Human populations most sensitive to H2S are assumed to be the fetus (animal data only), children, persons with heart disease, individuals with asthma, individuals who metabolize organosulfides differently, and persons consuming alcohol.

Medical information about H2S toxicity and chronic exposure at low level concentrations

Hydrogen sulfide's toxicity at the 800-1,000 parts per million level (and higher) is well documented as being instantaneously lethal to exposed human beings.

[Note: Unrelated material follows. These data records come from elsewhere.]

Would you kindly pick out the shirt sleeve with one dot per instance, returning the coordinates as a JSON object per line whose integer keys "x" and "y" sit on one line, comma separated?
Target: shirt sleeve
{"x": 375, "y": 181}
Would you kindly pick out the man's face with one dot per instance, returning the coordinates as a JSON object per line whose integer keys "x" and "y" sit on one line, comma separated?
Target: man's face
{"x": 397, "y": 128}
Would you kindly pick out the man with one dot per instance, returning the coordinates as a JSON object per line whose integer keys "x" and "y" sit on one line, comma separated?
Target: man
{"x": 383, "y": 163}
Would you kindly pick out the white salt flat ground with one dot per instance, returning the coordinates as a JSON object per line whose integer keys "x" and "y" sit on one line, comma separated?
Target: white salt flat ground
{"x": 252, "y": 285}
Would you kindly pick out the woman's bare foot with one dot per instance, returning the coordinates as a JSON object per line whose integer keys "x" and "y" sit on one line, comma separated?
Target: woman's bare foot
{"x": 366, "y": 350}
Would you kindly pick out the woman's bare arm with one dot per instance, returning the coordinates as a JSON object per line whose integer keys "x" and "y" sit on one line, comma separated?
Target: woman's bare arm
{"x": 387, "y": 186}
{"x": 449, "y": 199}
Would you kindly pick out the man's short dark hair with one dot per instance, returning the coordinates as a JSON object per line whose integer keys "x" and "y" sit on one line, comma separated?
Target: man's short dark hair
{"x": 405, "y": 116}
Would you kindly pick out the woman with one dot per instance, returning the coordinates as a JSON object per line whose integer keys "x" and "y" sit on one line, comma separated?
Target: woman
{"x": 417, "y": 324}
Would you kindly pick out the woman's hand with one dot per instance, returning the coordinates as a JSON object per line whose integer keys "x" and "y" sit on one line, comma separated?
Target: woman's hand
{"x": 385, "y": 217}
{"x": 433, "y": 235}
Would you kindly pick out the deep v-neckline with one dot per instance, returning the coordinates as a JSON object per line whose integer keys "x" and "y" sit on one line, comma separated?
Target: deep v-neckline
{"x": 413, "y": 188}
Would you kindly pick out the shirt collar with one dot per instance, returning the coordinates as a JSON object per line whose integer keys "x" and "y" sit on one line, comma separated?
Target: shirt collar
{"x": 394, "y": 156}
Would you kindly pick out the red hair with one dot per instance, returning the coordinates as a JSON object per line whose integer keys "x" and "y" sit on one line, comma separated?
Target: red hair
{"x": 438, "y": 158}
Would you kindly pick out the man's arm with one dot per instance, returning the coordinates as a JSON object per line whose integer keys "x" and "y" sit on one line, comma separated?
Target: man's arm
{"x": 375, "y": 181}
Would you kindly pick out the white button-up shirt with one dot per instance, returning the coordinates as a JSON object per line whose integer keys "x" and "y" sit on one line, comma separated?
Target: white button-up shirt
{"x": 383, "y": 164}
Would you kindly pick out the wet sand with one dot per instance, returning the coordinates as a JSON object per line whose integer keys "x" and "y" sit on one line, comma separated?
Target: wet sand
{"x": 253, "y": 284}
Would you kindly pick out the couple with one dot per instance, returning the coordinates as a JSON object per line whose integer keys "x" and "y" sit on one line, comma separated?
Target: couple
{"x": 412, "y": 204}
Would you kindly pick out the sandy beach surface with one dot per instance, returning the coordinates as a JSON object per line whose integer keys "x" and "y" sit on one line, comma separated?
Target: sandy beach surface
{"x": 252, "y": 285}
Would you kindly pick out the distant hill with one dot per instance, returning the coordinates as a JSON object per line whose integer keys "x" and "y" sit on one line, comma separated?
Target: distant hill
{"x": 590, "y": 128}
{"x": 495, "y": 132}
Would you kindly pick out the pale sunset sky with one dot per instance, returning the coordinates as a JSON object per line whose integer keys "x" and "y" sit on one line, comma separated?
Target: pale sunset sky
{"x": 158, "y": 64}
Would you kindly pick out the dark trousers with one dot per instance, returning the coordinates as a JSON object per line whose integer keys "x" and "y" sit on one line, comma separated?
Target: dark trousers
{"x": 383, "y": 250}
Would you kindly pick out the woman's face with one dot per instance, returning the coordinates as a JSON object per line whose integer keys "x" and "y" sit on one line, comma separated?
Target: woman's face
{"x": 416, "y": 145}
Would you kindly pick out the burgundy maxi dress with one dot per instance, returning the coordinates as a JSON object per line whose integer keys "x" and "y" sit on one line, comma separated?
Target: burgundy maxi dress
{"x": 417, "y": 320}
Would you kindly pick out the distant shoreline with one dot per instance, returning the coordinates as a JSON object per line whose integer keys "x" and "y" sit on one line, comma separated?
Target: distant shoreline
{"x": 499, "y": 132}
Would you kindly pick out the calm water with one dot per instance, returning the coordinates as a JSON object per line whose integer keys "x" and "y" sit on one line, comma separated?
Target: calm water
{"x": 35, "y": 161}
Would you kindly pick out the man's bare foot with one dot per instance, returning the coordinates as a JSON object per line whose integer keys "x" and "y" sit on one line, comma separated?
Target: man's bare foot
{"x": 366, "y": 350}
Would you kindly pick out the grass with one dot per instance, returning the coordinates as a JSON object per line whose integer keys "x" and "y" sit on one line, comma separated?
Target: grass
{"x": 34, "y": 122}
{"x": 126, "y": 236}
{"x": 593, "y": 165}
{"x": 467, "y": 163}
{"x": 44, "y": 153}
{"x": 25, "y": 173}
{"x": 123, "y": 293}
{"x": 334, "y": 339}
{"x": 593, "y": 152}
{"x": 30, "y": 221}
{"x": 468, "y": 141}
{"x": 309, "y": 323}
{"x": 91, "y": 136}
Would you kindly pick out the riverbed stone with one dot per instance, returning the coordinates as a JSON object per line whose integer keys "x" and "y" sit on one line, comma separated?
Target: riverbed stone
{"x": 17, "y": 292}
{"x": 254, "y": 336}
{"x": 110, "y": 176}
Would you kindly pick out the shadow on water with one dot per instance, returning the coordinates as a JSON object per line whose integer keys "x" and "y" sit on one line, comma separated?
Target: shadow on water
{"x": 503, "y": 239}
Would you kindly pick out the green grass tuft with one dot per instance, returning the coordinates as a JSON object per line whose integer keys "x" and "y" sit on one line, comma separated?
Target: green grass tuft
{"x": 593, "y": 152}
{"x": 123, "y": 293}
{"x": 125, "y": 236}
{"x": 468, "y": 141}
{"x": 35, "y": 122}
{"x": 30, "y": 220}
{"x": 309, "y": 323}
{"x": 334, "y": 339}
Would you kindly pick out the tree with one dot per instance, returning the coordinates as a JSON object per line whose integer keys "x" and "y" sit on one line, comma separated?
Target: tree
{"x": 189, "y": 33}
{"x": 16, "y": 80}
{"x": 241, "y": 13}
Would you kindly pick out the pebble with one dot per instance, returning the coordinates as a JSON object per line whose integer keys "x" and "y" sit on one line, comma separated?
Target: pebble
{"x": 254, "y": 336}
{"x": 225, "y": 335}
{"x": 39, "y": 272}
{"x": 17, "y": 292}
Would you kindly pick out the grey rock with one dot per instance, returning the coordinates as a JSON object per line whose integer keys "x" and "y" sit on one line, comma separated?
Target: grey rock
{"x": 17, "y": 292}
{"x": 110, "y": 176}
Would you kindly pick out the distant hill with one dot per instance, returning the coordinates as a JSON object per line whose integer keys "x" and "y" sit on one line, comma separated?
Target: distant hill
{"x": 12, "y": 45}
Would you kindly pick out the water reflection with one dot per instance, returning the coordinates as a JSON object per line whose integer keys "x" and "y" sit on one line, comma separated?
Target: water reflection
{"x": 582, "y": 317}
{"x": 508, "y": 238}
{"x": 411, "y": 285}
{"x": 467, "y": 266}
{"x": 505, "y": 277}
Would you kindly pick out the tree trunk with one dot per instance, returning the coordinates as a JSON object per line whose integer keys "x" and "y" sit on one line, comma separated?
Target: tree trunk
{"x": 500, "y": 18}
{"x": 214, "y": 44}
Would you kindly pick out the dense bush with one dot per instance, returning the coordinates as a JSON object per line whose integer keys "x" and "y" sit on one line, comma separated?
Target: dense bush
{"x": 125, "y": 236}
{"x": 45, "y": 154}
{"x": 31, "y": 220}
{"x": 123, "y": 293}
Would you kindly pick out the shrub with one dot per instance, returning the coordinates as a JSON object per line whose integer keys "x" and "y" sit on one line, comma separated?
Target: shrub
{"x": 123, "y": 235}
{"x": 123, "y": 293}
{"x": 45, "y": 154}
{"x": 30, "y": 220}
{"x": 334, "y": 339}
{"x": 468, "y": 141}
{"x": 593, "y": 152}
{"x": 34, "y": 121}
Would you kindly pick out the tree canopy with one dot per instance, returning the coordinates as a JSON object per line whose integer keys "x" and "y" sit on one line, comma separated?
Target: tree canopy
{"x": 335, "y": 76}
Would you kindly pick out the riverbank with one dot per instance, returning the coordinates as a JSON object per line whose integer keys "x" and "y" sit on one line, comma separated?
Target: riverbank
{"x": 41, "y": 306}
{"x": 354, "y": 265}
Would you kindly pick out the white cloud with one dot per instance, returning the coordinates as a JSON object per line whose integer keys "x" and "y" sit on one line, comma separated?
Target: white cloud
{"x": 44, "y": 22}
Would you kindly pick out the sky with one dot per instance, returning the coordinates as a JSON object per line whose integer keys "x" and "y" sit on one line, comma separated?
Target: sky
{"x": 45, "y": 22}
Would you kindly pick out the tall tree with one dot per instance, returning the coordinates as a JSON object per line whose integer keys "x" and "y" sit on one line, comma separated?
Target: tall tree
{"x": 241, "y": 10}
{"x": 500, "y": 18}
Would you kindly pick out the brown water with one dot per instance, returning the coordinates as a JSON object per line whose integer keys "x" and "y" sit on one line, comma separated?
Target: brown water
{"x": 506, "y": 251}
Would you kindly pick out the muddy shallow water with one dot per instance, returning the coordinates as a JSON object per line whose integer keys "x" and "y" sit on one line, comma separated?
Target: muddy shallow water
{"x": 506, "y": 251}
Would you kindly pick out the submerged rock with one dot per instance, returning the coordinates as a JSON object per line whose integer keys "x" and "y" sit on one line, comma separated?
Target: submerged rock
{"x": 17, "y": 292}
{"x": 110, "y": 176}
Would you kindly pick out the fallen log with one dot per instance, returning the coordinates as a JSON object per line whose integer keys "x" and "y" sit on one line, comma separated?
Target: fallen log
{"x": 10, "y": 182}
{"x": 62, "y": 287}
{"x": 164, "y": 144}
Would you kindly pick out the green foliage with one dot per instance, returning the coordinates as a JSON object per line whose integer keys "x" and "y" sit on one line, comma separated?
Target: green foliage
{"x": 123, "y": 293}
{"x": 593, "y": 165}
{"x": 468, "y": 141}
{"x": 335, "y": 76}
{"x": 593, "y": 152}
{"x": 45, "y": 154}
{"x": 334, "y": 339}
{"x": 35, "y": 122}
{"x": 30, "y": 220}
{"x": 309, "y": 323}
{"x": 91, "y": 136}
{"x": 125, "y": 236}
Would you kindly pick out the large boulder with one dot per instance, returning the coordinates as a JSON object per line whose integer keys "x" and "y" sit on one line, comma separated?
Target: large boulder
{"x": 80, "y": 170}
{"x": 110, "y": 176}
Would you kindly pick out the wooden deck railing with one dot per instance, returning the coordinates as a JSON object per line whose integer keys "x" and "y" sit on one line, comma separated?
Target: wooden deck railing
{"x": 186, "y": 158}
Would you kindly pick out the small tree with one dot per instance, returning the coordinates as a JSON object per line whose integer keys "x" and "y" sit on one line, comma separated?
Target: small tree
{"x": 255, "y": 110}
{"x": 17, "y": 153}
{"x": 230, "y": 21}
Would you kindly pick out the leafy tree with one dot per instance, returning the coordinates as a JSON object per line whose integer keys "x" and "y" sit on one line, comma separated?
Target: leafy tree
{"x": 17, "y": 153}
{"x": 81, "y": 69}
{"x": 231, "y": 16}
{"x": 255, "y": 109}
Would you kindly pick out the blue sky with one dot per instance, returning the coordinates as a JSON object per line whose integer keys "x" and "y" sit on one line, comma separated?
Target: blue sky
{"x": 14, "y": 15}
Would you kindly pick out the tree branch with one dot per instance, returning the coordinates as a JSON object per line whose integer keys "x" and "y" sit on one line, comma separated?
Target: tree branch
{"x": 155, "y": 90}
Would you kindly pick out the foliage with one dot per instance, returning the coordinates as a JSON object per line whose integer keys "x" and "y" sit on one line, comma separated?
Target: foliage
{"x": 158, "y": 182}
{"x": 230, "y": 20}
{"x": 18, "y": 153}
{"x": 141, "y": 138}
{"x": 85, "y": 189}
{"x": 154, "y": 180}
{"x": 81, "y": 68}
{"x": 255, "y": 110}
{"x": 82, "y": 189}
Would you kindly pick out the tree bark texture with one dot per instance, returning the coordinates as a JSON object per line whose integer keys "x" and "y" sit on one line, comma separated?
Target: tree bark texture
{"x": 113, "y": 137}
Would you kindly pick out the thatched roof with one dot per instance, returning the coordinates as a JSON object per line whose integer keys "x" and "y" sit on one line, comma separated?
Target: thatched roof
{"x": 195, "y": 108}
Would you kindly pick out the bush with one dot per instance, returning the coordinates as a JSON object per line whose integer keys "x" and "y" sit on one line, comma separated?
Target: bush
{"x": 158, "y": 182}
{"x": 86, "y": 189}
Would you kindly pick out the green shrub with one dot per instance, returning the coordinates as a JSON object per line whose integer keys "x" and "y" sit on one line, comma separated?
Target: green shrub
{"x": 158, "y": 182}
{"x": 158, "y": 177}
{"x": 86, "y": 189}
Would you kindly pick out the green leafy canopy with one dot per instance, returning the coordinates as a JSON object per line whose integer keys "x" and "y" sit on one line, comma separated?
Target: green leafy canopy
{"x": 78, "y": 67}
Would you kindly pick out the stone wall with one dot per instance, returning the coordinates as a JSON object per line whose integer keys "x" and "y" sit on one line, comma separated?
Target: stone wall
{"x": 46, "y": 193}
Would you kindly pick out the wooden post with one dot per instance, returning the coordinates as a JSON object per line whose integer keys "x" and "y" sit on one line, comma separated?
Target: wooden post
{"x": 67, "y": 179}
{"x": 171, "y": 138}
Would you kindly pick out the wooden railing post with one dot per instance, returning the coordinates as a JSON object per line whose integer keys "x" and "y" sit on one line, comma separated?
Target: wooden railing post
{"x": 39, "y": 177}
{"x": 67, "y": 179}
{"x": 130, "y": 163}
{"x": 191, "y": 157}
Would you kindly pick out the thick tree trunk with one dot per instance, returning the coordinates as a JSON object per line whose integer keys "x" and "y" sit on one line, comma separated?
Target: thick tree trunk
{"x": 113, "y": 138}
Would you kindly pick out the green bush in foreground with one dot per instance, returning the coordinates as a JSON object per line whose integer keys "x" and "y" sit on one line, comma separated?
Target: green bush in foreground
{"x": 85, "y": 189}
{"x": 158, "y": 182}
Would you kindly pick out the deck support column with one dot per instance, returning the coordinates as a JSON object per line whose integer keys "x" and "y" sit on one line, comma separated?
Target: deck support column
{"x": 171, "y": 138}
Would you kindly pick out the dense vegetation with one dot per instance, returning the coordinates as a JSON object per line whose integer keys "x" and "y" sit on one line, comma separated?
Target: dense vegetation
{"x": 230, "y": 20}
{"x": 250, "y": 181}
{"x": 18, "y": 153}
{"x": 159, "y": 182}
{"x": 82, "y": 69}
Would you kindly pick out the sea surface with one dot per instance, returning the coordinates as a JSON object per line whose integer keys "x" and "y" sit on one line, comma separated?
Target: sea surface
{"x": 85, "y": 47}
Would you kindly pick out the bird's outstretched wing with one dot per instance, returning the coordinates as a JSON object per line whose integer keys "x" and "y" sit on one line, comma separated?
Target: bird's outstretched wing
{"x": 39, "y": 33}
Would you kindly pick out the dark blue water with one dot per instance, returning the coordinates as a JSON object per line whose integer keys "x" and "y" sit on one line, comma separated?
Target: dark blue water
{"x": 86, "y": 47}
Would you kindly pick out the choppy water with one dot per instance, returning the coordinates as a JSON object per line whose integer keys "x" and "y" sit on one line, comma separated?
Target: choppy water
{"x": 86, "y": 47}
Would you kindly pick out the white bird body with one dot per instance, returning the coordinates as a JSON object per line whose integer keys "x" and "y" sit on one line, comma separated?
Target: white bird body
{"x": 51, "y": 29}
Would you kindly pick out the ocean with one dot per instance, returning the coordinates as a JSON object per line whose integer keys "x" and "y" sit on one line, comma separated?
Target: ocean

Hydrogen sulfide works by rapidly interfering with the brain's respiratory command center (sending nerve signals to the lungs) and poisoning the blood's oxygen carrying ability, but long-term, low-level or chronic exposures have been generally considered to be less toxic and less harmful.

The driving regulatory assumption has been that if an exposure to H2S is not fatal, there are few, if any, lasting health effects. But that assumption is medically outdated. Four public health scientists-including Kaye Kilburn, Ph.D., University of Southern California School of Medicine, and Marvin Legator, Ph.D., University of Texas Medical Branch-Galveston-participated on an H2S panel at the American Public Health Association's annual meetings November 11, 1997, in Indianapolis, Indiana, to present and discuss groundbreaking research demonstrating the extraordinarily toxic nature of H2S at the chronic, low levels to which communities across the nation are routinely exposed. These public health findings support the thesis that exposure to hydrogen sulfide, even in extremely low concentrations, can cause lasting damage to the nervous system.

Dr Kilburn has been conducting research on the health effects of exposure to H2S for many years. Describing a new study, he unequivocally stated at the conference that "H2S poisons the brain, and the poisoning is irreversible". Demonstrable symptoms of chronic exposure include pronounced deficits in balance and reaction time, as well as such ailments as dizziness, insomnia, and overpowering fatigue.

I don't think that H2S gas—as toxic as it may be—seems likely to explain the respiratory systems in the 39 or so Philippine people. Could the villagers have been exposed to both H2S gas and Bt pollen? Well one more point is that hydrogen sulfide is also lethal to plants and so I wonder if the Bt corn plants would survive as well in the presence of H2S unless the concentrations were very low.

This week Mae-Wan Ho in the UK is reporting on an inquiry over the strange deaths of twelve dairy cows in Hesse, Germany apparently after being fed Syngenta's Bt176 GM maize. It was also reported that some other local cows had to be slaughtered due to mysterious illnesses. We can only speculate and that does not prove anything.

We do have a small amount of evidence that GE crops may cause harm. Back in 1999, Pusztai et al. reported that GE potatoes engineered with the snowdrop lectin adversely affected every organ system of young rats, in particular, it made their stomach lining twice as thick. Scientists in Egypt found similar effects in mice fed a Bt potato. Several years earlier, the US FDA already had data showing that rats fed a GE tomato with an antisense gene to delay ripening developed holes in their stomach. Add to that the report from Aventis/Bayer which showed that glufosinate-tolerant T25 GE maize killed twice as many broiler chickens compared to non-GE maize, and a host of anecdotal evidence that livestock, wildlife and lab animals avoid GE feed when given the choice, and failed to thrive or died when forced to eat it.

Volcanoes also emit sulfur dioxide and several other sulfur compounds. But again I have not heard evidence of increased antibody levels in the blood of persons exposed to SO2, but it would cause respiratory harm depending on the gaseous concentrations. Did the villagers suffer from exposure to the Cry1AB Bt-toxin in the Bt corn dust and Bt pollen over a short period of time? I guess we will have to wait for more evidence to find out what caused the respiratory effects on the villagers, if it can be known at all.